Semaglutide benefits beyond weight loss

In a related editorial published in The Lancet, Camilla Hage, PhD, associate professor in the division of cardiology, department of medicine at Karolinska Institutet in Stockholm, said more research is needed to determine whether semaglutide and GLP-1 receptor agonists lower the risk for worsening HF among adults without overweight or obesity, as the risk reduction in the pooled analysis may be due to weight loss. She also said more studies are needed to explore the efficacy of GLP-1s on worsening HF among adults with HF with reduced ejection fraction. However, Hage concluded the data from the pooled analysis support a “more compelling use” for semaglutide beyond treating obesity.

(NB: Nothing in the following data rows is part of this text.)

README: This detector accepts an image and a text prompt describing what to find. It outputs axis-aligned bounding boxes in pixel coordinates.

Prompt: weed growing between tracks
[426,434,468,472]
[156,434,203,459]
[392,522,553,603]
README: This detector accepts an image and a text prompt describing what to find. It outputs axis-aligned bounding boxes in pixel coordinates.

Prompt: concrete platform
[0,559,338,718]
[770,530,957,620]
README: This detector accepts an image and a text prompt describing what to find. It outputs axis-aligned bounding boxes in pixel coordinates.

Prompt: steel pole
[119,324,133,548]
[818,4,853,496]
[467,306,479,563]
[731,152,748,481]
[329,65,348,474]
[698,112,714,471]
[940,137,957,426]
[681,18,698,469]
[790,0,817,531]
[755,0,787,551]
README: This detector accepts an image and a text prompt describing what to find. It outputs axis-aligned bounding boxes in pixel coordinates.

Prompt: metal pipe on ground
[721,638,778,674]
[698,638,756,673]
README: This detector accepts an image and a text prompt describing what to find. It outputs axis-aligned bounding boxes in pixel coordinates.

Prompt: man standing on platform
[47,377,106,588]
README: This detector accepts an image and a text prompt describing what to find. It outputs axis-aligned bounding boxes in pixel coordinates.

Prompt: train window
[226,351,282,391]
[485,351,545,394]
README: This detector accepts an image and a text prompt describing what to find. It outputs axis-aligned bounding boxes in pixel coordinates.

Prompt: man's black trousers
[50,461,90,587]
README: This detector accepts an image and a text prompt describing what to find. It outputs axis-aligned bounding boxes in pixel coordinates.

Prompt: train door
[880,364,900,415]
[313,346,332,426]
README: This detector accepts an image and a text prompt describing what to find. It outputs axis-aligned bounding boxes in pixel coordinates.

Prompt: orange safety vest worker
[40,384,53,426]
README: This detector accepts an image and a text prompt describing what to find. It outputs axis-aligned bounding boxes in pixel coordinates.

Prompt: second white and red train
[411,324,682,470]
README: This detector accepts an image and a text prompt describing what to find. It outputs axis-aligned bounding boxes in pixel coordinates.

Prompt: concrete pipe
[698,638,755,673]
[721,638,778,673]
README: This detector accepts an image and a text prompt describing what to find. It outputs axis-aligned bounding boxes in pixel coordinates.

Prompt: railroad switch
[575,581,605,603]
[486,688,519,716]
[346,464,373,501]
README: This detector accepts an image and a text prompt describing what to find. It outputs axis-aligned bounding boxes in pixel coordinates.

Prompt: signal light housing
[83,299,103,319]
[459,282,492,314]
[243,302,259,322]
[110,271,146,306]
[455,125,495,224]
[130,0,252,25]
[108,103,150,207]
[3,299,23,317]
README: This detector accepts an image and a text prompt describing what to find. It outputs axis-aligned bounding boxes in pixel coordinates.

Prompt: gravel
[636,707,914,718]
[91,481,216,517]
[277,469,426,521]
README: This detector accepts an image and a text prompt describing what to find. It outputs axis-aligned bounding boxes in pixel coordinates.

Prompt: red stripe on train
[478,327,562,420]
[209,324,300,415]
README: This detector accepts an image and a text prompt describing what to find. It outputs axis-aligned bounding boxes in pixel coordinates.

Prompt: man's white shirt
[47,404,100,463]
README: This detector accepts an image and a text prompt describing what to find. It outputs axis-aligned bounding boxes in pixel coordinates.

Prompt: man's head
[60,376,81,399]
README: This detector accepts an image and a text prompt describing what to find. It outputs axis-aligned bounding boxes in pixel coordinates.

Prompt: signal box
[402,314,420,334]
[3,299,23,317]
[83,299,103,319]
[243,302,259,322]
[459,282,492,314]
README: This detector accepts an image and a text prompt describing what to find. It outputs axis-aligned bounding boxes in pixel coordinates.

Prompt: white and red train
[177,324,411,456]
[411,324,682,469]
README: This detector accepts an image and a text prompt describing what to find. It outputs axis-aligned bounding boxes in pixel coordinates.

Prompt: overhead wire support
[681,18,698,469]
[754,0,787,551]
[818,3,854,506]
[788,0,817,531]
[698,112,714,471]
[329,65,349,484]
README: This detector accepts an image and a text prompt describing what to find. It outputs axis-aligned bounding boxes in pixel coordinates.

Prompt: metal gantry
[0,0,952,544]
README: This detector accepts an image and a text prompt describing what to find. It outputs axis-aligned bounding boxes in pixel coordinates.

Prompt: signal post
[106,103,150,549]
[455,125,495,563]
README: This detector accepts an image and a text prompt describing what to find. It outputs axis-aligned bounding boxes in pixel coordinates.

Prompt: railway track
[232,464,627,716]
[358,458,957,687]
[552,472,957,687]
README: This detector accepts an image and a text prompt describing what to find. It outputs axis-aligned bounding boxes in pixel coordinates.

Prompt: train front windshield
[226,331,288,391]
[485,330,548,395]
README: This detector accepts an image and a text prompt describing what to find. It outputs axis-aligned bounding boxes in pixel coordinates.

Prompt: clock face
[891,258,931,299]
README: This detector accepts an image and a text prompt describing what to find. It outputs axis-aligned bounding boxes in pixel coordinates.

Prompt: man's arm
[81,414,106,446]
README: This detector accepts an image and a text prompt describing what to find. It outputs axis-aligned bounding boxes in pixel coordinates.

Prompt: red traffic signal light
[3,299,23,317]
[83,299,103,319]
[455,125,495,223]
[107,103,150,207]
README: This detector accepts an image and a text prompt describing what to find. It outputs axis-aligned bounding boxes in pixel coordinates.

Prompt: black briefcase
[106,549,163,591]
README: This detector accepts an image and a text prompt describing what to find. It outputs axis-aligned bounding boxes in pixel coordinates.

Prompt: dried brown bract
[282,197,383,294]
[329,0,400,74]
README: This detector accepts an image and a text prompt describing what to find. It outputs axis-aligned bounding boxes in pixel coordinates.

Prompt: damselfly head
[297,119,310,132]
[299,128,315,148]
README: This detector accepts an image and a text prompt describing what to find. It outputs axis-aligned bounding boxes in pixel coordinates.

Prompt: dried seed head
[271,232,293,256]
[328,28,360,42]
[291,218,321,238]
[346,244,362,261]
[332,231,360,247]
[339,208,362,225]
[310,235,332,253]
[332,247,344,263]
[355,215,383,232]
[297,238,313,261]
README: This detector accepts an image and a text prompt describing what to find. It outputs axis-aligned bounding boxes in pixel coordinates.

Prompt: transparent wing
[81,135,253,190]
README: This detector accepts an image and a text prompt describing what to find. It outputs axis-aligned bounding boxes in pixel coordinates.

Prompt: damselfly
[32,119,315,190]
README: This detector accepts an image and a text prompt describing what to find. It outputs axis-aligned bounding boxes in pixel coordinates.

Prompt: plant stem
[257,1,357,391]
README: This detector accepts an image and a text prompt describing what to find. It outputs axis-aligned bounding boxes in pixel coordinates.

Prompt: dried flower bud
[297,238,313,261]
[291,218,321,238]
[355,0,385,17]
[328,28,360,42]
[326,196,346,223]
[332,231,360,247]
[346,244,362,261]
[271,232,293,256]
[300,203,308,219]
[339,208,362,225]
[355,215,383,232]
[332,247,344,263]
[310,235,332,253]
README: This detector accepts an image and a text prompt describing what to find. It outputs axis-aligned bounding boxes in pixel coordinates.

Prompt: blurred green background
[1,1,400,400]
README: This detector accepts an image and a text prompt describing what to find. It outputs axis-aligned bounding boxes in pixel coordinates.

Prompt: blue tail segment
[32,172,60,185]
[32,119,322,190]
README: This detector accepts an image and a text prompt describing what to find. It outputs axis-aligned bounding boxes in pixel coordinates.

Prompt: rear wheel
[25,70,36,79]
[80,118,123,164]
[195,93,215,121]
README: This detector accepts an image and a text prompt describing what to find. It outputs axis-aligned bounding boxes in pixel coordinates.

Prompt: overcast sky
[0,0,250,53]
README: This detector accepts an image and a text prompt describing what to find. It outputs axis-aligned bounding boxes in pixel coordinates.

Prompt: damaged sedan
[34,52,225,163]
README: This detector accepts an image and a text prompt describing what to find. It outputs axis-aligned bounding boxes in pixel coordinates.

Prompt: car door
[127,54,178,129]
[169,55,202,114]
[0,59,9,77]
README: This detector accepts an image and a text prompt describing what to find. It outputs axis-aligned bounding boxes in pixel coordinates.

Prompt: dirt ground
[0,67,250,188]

“Patients and clinicians must consider trial results, but also aggregate data interpretation in guidelines regulatory labeling, payer reimbursement and, as exemplified by GLP-1 receptor agonists, drug availability,” Hage wrote. “Ultimately, implementation will also be determined by published data on, and stakeholder perceptions of, cost-effectiveness, unmet needs, clinically meaningful risk reductions and side effects, and general familiarity across medical disciplines.”